How is BTreeMap written to be robust against Ord implementations

Regarding Ord implementations that return a random value, consider the case where the insert method is called twice with the same key. Since the value needs to be updated, then the passed key needs to be compared again.

So if a different random value is returned, then if the implementation doesn’t consider that case you could end up with, for example [1,2,3,2]. If that case is permitted by the API, then any unsafe code cannot rely on the keys being in order, or even unique.

This means that, to maintain soundness, either the invariants any unsafe code relies on must be maintained, even with inconsistent Ord implementations, or, any unsafe code must stop relying on those “invariants”.

3 Likes

It can't be the same actual key because insert consumes the key that is passed in. It must be a different key, or a clone.
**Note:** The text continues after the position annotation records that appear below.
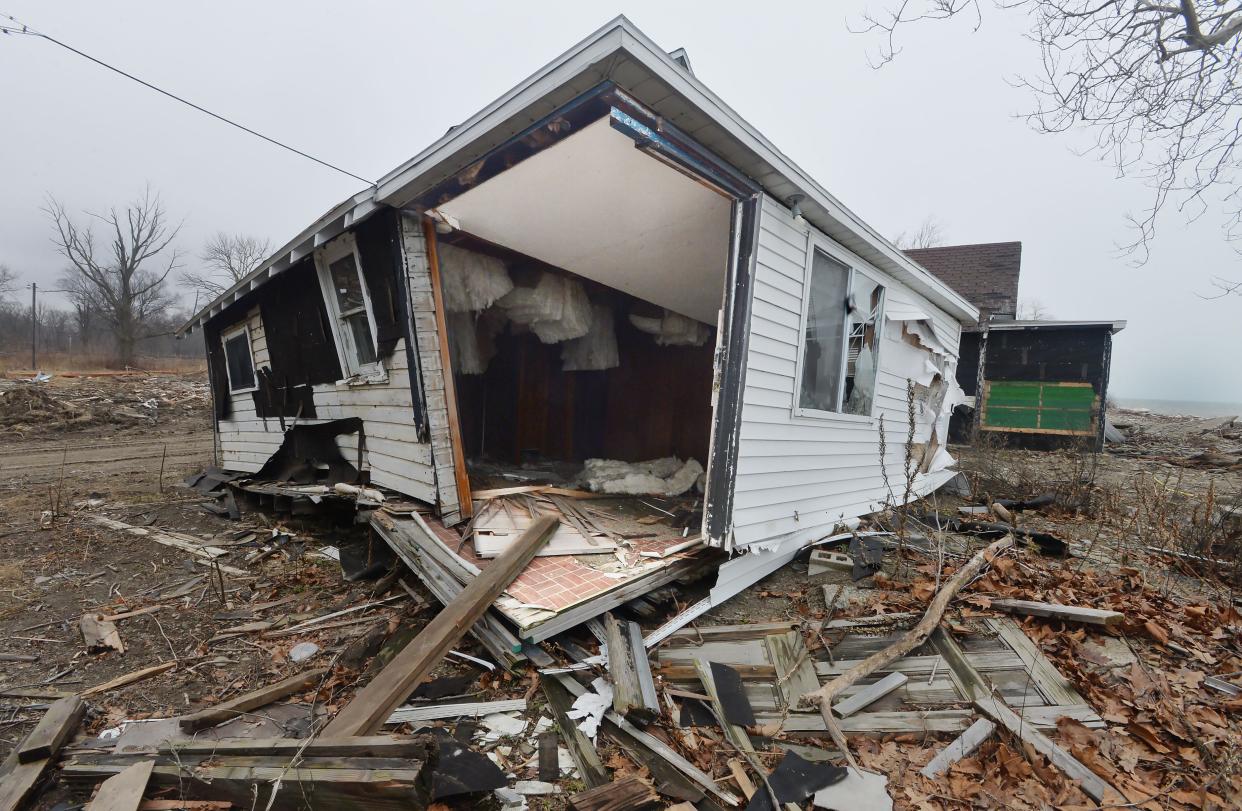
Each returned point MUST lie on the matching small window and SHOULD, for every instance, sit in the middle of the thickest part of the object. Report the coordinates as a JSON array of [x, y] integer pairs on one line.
[[349, 304], [239, 360], [840, 340]]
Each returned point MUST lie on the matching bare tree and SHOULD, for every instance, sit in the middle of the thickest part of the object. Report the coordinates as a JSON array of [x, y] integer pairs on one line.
[[229, 260], [928, 235], [8, 282], [1155, 82], [124, 281], [1032, 309]]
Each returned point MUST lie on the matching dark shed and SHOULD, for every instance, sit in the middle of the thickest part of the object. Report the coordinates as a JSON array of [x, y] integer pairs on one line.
[[1043, 380]]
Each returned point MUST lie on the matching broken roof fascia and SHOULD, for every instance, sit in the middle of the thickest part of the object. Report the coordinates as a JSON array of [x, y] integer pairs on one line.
[[1113, 326], [529, 102]]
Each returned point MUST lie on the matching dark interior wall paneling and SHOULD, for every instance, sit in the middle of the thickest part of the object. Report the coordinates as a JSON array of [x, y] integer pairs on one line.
[[525, 407]]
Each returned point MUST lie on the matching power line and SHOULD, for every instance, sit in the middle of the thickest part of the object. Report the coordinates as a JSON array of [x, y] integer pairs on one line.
[[26, 30]]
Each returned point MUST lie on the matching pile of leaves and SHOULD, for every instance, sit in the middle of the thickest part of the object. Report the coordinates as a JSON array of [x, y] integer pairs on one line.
[[1170, 742]]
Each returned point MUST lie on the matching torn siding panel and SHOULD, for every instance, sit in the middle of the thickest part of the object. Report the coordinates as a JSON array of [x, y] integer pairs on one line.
[[394, 458], [801, 476], [422, 312]]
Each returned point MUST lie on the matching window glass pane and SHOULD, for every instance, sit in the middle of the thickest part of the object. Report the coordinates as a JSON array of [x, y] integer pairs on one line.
[[347, 283], [822, 343], [866, 302], [241, 369], [360, 329]]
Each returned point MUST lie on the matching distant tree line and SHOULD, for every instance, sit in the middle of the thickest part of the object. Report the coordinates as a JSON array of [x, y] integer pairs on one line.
[[121, 277]]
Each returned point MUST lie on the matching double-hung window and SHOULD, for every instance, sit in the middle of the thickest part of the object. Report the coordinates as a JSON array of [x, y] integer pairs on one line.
[[239, 359], [340, 276], [840, 353]]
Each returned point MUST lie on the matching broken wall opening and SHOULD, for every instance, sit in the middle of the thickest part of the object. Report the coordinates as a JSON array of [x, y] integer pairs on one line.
[[581, 292]]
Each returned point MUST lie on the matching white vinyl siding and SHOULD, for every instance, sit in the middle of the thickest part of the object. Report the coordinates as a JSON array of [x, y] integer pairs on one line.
[[797, 475]]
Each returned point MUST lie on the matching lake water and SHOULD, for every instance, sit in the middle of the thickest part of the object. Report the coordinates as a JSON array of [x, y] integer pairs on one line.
[[1184, 407]]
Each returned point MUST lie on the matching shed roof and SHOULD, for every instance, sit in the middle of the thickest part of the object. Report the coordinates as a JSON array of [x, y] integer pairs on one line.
[[986, 273], [621, 54]]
Do you mean equal keys? I.e. keys that compare equal when eq or cmp is called on them?

By "not in order" do you mean according to what cmp said?

I would suggest using letters rather than numbers in examples, because numbers suggest these are i32 with the standard Ord implementation which leads to confusion. We're talking about some other type with a different Ord implementation.

If [a, b1, c, b2] order resulted from insertions, BTreeMap either never compared b1 against b2 during insertion using eq or cmp, or if it did then cmp must have said that b1 is smaller than b2. So in either case they cannot be called "not in order" or "same key" according to what Ord / PartialEq has said so far.

Those are in order according to the results of all the comparisons performed so far during insertions.

The only way for cmp to even have a chance to violate the linear order property is to ask it a redundant question, such as to compare the same two elements twice.

But we never do that, at least in the naive implementation of insert / get that I am thinking about.

1 Like

Summary: it's something to be aware of when implementing BTreeMap, but I highly suspect it doesn't actually cause any difficulties in the practical implementation because there is no need to ever call cmp again on elements that have already been inserted, thus there is no risk of any inconsistency.

All the algorithms manipulating B-trees can move elements around maintaining the order without having the call cmp again -- the order is already implicit in the layout of the data structure.

Fair point, I did misspeak there. A more accurate things for me to have said would be "...cannot rely on the keys being in a consistent order, ...".

If the Ord implementation, and associated Eq implementation are sufficiently strange, then there isn't a single ordering for the keys. Instead of the keys being laid out in "the order" they are merely laid out in an order.

The keys can be shared references or Copy types, so multiple copies of the same bits can end up in the data structure. It is true that the phrase "the same key", that I used, is a little imprecise in this context.

I think you are aware of this, but for others reading: Ord requires the type to implement Eq as well.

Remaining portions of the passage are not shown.